A software source code review expert typically engages in three different types of litigation. The first is litigation involving intellectual property cases, the second is in products liability cases, and finally in contracts disputes. In intellectual property cases the software source code
review can help determine whether or not a system or device is practicing claimed elements of a patent.
Also in intellectual property cases, the software source code review expert can
determine whether software source code has been copied or stolen, in
other words, software theft. In products liability cases the software source code review
expert can determine whether or not software source code is a the
root of an incident with a machine that resulted in an injury to a
person or damage to property. In contracts disputes the software source code review can help determine whether
or not the terms of a contract have been breached.

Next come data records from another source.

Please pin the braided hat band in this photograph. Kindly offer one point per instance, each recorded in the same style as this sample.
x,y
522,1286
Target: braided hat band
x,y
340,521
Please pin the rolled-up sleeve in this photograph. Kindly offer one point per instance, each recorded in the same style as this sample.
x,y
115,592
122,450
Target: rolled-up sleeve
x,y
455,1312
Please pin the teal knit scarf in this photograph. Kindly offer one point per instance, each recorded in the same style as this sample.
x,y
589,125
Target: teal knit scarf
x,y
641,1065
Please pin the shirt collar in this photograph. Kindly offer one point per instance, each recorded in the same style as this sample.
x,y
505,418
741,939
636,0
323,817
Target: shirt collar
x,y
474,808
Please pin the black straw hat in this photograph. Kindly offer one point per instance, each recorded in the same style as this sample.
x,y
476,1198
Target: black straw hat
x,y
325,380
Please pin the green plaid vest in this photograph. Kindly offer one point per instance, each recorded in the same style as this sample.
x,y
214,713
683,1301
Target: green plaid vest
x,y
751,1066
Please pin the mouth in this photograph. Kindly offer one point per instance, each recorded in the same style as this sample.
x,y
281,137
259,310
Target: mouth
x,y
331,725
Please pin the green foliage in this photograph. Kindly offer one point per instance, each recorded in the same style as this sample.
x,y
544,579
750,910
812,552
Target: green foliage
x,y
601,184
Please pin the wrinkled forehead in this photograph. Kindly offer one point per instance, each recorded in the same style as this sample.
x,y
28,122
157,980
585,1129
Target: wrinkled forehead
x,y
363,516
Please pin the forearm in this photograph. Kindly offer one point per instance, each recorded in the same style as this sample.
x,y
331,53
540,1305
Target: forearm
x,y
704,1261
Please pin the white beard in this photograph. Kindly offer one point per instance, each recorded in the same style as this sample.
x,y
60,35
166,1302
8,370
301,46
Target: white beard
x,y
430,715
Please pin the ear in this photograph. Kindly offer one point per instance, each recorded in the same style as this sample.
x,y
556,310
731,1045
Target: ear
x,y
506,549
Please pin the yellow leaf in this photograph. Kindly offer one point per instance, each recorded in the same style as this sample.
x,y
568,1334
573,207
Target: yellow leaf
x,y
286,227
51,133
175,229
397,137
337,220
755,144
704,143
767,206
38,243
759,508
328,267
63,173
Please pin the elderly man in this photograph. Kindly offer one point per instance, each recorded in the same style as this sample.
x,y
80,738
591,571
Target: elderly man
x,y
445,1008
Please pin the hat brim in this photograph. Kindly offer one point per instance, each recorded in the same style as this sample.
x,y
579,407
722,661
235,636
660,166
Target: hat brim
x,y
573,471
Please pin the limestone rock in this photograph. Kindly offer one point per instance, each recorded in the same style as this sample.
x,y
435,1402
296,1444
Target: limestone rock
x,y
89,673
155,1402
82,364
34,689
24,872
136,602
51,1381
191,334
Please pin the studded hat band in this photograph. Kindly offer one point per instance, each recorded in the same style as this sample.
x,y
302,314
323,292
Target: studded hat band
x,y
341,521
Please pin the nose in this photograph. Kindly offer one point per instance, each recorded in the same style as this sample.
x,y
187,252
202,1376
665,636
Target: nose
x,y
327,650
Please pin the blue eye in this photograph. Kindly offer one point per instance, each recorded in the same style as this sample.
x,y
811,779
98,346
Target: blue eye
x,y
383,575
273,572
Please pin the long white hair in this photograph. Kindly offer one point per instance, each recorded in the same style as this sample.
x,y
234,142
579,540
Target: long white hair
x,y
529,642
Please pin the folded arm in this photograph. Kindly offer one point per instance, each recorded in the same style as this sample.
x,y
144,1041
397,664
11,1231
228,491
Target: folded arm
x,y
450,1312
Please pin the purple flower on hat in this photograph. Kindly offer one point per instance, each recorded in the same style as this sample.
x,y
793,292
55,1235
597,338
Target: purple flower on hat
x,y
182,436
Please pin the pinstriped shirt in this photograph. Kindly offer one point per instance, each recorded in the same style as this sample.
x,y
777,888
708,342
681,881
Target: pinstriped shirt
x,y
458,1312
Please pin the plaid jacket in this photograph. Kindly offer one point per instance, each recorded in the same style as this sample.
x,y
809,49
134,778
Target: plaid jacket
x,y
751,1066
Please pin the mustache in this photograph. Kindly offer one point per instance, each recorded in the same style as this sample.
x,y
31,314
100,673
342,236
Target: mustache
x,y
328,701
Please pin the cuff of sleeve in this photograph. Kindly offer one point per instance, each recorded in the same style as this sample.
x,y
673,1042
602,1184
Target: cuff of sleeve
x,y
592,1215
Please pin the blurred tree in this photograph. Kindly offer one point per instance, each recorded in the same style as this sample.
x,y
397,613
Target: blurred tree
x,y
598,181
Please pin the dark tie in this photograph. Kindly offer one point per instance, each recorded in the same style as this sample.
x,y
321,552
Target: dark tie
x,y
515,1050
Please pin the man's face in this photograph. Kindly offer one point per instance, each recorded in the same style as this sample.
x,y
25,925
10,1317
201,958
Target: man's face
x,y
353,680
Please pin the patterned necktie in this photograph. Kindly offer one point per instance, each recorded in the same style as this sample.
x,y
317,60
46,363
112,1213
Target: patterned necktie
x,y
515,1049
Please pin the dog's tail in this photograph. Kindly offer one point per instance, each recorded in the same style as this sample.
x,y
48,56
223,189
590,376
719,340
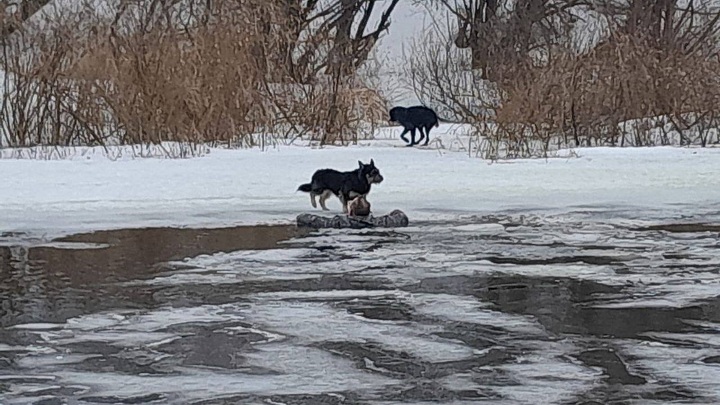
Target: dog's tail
x,y
439,120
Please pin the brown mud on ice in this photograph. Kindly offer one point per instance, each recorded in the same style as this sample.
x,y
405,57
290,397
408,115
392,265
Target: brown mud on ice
x,y
599,306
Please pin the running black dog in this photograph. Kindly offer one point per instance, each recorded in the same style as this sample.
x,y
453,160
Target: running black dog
x,y
344,185
412,118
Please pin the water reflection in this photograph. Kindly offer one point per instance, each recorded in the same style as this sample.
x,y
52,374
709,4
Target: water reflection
x,y
51,284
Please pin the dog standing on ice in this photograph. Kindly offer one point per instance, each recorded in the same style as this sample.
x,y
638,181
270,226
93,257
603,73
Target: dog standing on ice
x,y
412,118
344,185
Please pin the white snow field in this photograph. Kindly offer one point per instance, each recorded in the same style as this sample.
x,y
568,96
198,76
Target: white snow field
x,y
85,191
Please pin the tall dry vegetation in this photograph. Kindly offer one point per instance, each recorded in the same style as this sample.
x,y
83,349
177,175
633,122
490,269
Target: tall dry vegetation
x,y
190,71
532,80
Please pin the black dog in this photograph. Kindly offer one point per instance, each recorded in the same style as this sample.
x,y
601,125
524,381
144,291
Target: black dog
x,y
417,117
344,185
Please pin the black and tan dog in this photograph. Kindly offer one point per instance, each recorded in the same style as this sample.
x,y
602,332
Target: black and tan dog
x,y
344,185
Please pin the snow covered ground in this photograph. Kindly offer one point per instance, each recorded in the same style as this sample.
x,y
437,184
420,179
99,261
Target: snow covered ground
x,y
86,191
518,282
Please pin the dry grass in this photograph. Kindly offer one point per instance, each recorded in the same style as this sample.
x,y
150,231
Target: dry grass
x,y
175,71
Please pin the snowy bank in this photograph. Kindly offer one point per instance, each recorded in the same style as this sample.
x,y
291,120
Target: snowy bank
x,y
231,187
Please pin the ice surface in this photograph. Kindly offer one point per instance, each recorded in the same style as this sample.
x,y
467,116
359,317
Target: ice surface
x,y
228,187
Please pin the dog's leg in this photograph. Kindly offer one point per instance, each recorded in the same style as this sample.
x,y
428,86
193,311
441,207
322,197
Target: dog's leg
x,y
323,197
422,135
412,137
427,131
402,136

The process of detecting stolen
software generally falls into two categories. The first thing that
happens is the entity that feels their software has been
misappropriated become suspicious for some reason. They then engage
a lawyer that may or may not file a lawsuit. The software source code expert is
not generally involved until after this step because a lawsuit, or
the expressed possibility of one, is typically required for the
entity accused of software theft to produce the subject software.

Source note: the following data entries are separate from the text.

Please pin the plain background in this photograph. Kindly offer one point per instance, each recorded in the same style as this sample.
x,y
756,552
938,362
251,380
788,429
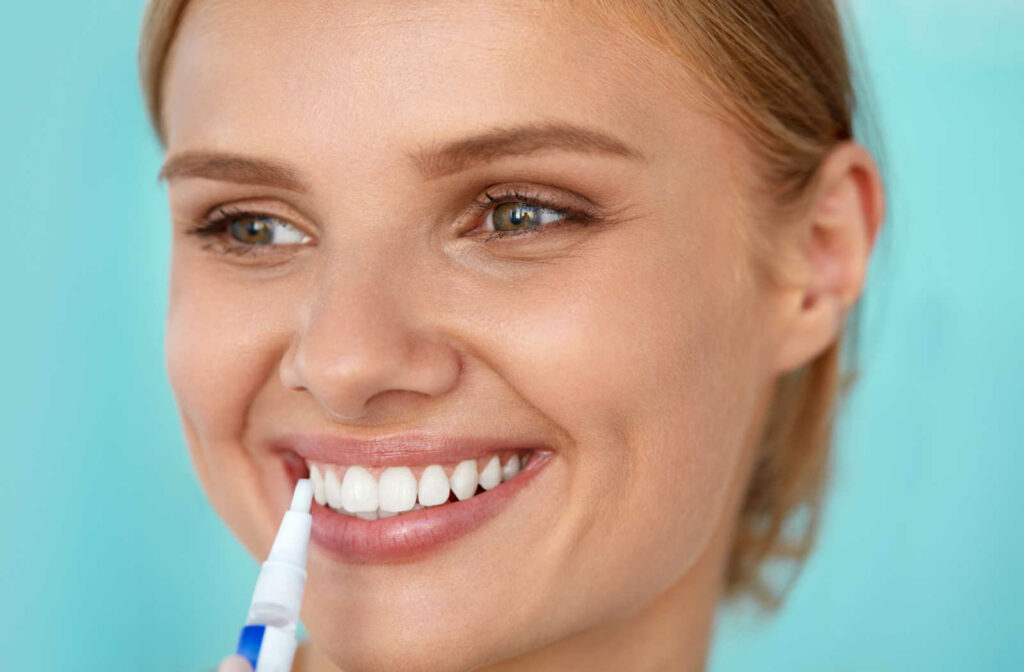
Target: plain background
x,y
112,559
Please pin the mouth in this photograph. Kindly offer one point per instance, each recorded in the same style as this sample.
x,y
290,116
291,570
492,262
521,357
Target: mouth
x,y
397,500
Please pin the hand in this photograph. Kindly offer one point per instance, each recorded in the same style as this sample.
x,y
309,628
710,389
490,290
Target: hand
x,y
235,664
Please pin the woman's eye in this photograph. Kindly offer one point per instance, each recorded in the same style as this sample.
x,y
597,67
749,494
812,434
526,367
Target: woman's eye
x,y
264,231
248,233
514,216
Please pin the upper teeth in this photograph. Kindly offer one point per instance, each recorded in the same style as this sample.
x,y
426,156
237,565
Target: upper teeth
x,y
355,491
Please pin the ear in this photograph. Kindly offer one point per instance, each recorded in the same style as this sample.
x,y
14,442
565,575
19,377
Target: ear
x,y
830,250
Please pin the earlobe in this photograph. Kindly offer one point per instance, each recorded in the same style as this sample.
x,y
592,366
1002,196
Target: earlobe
x,y
834,245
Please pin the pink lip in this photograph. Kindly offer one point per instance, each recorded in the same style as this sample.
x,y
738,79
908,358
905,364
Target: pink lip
x,y
409,536
397,450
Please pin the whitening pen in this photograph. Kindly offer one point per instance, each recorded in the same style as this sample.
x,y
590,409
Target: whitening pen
x,y
267,640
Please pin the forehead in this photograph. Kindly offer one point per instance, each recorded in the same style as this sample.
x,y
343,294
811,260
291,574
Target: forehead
x,y
314,74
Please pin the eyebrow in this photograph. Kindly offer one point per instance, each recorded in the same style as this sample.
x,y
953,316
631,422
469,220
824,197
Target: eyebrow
x,y
432,162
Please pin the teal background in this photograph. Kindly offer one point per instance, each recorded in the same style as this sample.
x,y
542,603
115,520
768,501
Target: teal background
x,y
113,559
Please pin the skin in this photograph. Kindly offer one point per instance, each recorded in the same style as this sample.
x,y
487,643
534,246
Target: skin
x,y
642,350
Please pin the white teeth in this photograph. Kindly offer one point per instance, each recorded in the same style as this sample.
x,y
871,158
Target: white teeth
x,y
465,479
492,474
358,491
397,490
320,493
359,494
332,488
433,486
511,468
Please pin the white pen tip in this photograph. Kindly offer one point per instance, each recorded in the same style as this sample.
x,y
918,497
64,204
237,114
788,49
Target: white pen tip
x,y
303,497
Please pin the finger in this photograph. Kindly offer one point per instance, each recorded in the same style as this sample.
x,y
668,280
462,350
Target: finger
x,y
235,664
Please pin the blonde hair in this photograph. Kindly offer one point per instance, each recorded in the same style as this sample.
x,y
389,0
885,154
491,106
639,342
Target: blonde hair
x,y
778,71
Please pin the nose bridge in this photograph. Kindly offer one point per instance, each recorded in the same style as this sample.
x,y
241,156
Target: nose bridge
x,y
360,334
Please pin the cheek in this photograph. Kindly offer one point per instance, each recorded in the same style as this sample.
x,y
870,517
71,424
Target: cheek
x,y
218,350
644,353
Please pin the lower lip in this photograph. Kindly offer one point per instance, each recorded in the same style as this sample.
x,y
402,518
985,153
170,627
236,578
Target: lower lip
x,y
410,536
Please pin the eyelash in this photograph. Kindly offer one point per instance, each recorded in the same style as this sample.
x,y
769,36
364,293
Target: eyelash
x,y
217,227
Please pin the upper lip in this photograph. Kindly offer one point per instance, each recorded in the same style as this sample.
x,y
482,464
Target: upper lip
x,y
397,450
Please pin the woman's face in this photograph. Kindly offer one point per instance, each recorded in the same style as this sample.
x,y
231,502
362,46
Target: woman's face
x,y
621,335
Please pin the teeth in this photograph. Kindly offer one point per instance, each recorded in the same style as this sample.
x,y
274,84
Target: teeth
x,y
397,490
358,491
320,492
332,488
464,479
511,468
433,486
492,474
359,494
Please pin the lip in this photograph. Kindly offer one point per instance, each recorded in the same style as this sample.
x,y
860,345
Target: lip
x,y
415,534
411,449
411,536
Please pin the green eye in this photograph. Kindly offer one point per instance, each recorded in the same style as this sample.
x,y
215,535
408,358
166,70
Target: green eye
x,y
263,231
516,216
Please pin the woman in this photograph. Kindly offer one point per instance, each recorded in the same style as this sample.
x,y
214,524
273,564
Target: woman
x,y
548,298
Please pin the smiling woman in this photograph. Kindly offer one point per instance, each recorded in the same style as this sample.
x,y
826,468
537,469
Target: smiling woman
x,y
547,299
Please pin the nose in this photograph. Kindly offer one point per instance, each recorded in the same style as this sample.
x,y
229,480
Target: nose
x,y
359,336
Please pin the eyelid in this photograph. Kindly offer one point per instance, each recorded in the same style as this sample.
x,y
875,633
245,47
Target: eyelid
x,y
578,210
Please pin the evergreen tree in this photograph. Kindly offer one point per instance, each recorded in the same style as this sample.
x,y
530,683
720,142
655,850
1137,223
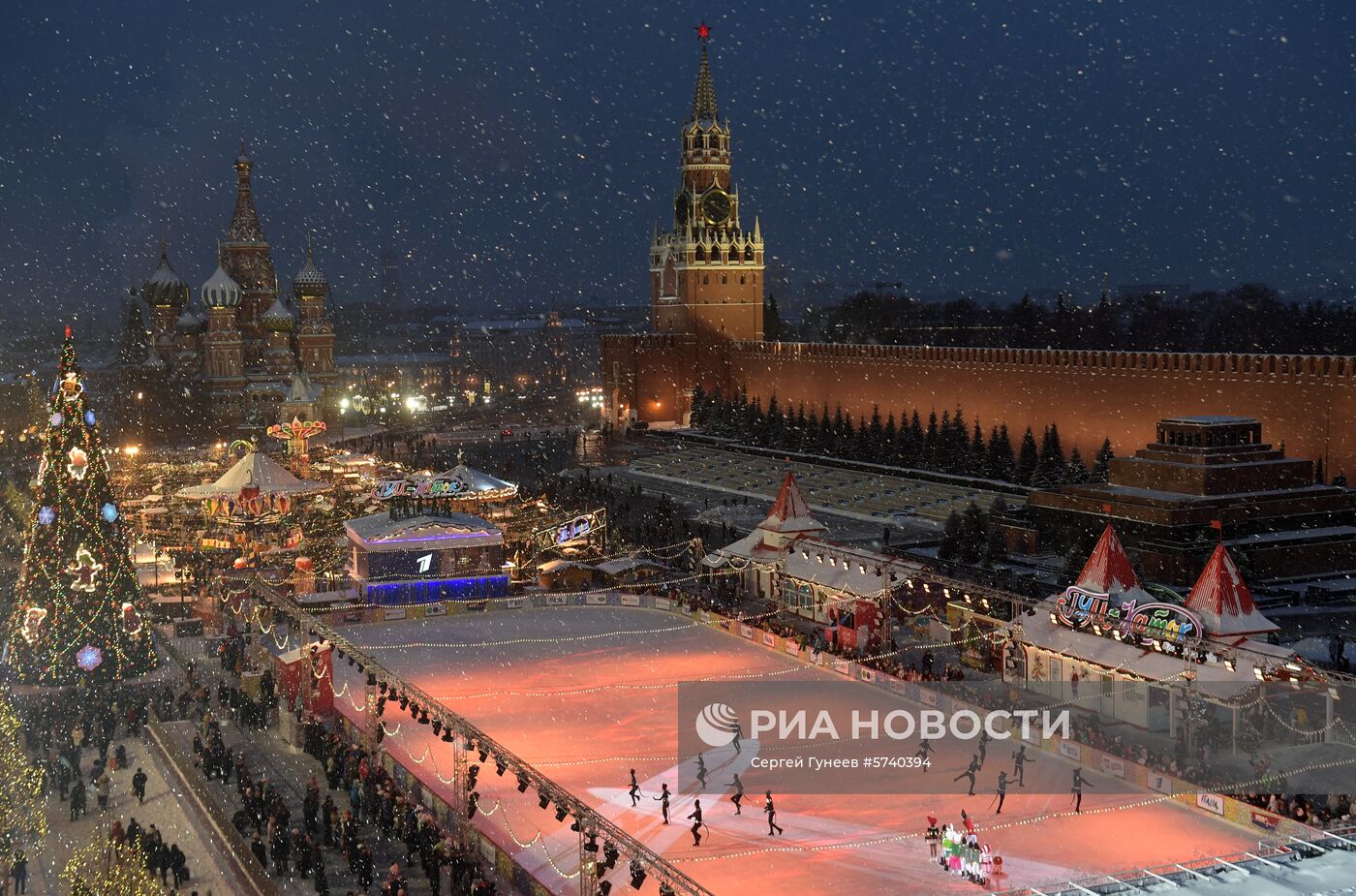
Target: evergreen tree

The bulk of the software source code expert's effort is generally
focused on detecting matching software elements. I have found that
this step is best followed in a structured fashion.
1. Make sure you have the right code, and all of the
code
- Modern software can involve many different third party
framework products. These software packages can bring hundreds of
thousands of lines of source into the code base. Unique software
that was written specifically for the subject applications can also
add hundreds of thousands of lines of source into the code base.

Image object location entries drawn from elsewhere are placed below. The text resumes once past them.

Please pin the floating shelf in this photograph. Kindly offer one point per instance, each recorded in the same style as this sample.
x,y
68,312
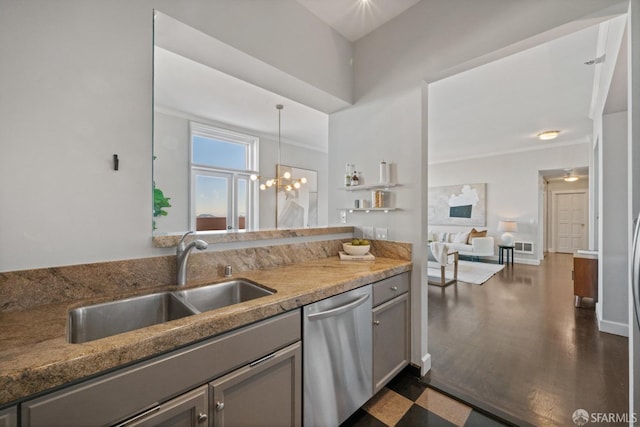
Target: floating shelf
x,y
370,187
367,210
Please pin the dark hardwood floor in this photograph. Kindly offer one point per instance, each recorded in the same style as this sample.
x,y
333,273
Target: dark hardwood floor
x,y
517,347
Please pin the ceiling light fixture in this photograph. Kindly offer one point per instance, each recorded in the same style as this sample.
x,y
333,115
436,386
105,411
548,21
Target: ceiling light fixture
x,y
285,181
548,134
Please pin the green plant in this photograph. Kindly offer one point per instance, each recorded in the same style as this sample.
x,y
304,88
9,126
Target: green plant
x,y
159,203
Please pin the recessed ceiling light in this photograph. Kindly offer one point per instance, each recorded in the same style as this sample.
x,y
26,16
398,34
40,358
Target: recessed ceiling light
x,y
548,134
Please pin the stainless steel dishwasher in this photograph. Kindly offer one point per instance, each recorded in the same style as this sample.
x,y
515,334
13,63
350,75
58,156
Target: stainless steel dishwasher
x,y
337,356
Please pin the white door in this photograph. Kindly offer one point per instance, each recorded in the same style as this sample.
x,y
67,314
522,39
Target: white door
x,y
571,219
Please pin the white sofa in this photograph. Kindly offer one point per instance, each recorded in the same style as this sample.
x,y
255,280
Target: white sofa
x,y
459,241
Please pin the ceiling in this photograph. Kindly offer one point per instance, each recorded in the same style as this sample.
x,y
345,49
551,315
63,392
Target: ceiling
x,y
500,107
183,85
496,108
355,19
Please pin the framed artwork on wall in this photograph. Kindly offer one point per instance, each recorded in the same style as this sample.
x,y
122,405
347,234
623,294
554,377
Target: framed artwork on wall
x,y
464,204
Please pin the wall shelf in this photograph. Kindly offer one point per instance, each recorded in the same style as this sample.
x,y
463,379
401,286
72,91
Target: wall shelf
x,y
370,187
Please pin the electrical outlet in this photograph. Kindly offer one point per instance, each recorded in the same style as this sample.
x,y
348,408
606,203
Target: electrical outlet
x,y
381,233
367,232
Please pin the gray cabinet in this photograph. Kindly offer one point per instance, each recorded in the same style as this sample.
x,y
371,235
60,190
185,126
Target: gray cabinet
x,y
125,393
188,410
264,393
391,329
9,417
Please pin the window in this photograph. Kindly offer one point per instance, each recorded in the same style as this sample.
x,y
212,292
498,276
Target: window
x,y
222,195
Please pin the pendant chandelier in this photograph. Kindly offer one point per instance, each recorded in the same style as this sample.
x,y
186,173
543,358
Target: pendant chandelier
x,y
284,182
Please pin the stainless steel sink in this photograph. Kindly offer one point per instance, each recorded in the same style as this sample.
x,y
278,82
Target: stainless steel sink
x,y
103,320
220,295
111,318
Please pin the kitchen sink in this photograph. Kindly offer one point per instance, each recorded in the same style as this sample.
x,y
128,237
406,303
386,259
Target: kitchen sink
x,y
220,295
111,318
103,320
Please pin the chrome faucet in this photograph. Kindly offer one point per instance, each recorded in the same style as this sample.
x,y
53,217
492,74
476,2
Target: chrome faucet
x,y
183,255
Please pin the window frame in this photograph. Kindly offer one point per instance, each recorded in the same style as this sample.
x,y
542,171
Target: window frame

Sometimes, the core intellectual property at issue is encapsulated
within a few thousand or even a few hundred lines of source code. It
is relatively easy for the party accused of stealing software to
"mistakenly" fail to produce these lines of source code.
Detecting the absence of this code can be quite difficult for the
expert evaluating the accused software. Requiring
that the subject software is produced in a format that can be compiled and
executed is one good way of raising the confidence that all of the
subject source code has been produced.
2. Overview the code base - What language(s) is(are) used, 3rd party software tools and frameworks, general structure of the code base, high level analysis of what the code does.
- This step is important for the software expert to form an understanding of
the source code, but it can be of less value if the subject software
has been restructured in order to obfuscate evidence of software
plagiarism.
3. Folder structure, file names, total number of files - As with the
general overview of the code base, this step is important for the
software expert to form an understanding of the source code, but it can be of
less value if the subject software has been restructured in order to
hide evidence of software stealing.
4. Text matches between code bases - Matching misspellings, matching jargon, grammatical errors,
and unusual capitalization can all be very strong indicators of
software theft. There are a number of publicly available software
packages that will generate statistics as to the degree of matching
between the two code bases, and I've also written software to
generate matching statistics. There are also plenty of academic
papers describing various techniques for software fingerprinting.
This is is really the only part of stolen software detection process
that can be easily automated and in my expert experience it is generally of
limited value. This is because people that steal software will
inevitably go to some effort to hide the evidence of the theft. It's
rather easy to change text, variable names, use different third part
framework software, change the source language, etc. to make the statistics indicate very low
levels of text matching. Rarely do these statistics provide any
meaningful insight with regards to software plagiarism.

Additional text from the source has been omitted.